# 2001 Audi A4 1.8T Oil Questions



## TheDiamondOreo (Aug 19, 2018)

Hey all,

Girlfriend's car is a 2001 Audi A4 1.8T and I'm going to be doing an oil change soon. I have some questions about what oil to use and capacity as her car doesn't have an owners manual in it.

What oil type should I use? I know full synthetic, but does it have to meet VW 502.00? 500.00? Does Audi call for 5W-40? or 5W-30? Also, how many quarts does the Audi 1.8T take?

I was thinking about using Castrol Syntec 5W-40. Is that safe to use? Live in upstate NY so we have decently hot summers and cold winters. 

Thanks in advance.


----------



## Ichabod0525 (Feb 11, 2018)

Without going down the rabbit hole of what brand is... Pick your preference of 502.00 for your 1.8T. *BLAUPARTS* Has a nice little chart to help you decide. The oil you suggest should be fine. They also have a *GUIDE* that gives the capacity.


----------



## cuppie (May 4, 2005)

5w40 is best for that engine. 
Make sure that you get the 'big' filter for it.

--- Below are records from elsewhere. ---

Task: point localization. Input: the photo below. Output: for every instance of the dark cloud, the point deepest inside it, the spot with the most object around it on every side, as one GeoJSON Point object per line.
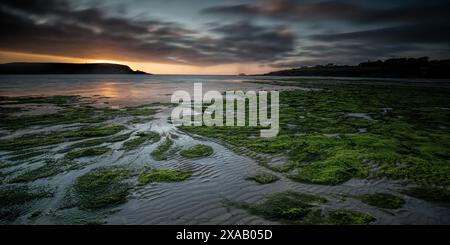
{"type": "Point", "coordinates": [416, 33]}
{"type": "Point", "coordinates": [353, 12]}
{"type": "Point", "coordinates": [60, 29]}
{"type": "Point", "coordinates": [343, 32]}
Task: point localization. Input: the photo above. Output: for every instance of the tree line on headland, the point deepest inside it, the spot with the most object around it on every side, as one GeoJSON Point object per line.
{"type": "Point", "coordinates": [393, 68]}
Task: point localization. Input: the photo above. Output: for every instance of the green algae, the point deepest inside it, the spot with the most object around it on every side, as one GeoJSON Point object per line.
{"type": "Point", "coordinates": [348, 217]}
{"type": "Point", "coordinates": [88, 152]}
{"type": "Point", "coordinates": [24, 155]}
{"type": "Point", "coordinates": [263, 178]}
{"type": "Point", "coordinates": [383, 200]}
{"type": "Point", "coordinates": [197, 151]}
{"type": "Point", "coordinates": [431, 194]}
{"type": "Point", "coordinates": [299, 208]}
{"type": "Point", "coordinates": [16, 195]}
{"type": "Point", "coordinates": [101, 188]}
{"type": "Point", "coordinates": [342, 130]}
{"type": "Point", "coordinates": [141, 138]}
{"type": "Point", "coordinates": [160, 153]}
{"type": "Point", "coordinates": [49, 169]}
{"type": "Point", "coordinates": [97, 142]}
{"type": "Point", "coordinates": [163, 175]}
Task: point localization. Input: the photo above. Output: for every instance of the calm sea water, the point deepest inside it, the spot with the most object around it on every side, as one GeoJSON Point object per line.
{"type": "Point", "coordinates": [122, 89]}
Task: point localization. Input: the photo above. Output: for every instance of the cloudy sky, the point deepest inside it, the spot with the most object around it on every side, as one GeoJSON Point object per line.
{"type": "Point", "coordinates": [222, 37]}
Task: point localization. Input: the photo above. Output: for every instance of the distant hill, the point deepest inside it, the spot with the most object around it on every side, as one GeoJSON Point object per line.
{"type": "Point", "coordinates": [66, 68]}
{"type": "Point", "coordinates": [392, 68]}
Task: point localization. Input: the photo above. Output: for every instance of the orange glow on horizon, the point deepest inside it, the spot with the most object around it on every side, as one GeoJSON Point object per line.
{"type": "Point", "coordinates": [150, 67]}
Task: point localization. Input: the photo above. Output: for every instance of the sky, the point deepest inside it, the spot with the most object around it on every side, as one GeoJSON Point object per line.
{"type": "Point", "coordinates": [222, 37]}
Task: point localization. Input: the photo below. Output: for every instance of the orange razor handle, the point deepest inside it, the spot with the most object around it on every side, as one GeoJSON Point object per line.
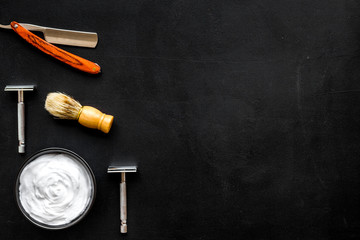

No Fram, either - Mann or Mahle are best, and are also reasonably priced thru online retailers. 

I know that people like to hate on ECS Tuning some times, but they do sell good oil - and the good filters - for a fair price. IIRC, my Passat costs me about $40 for a 5-liter jug of Liqui-Moly + a Mann filter from them.


----------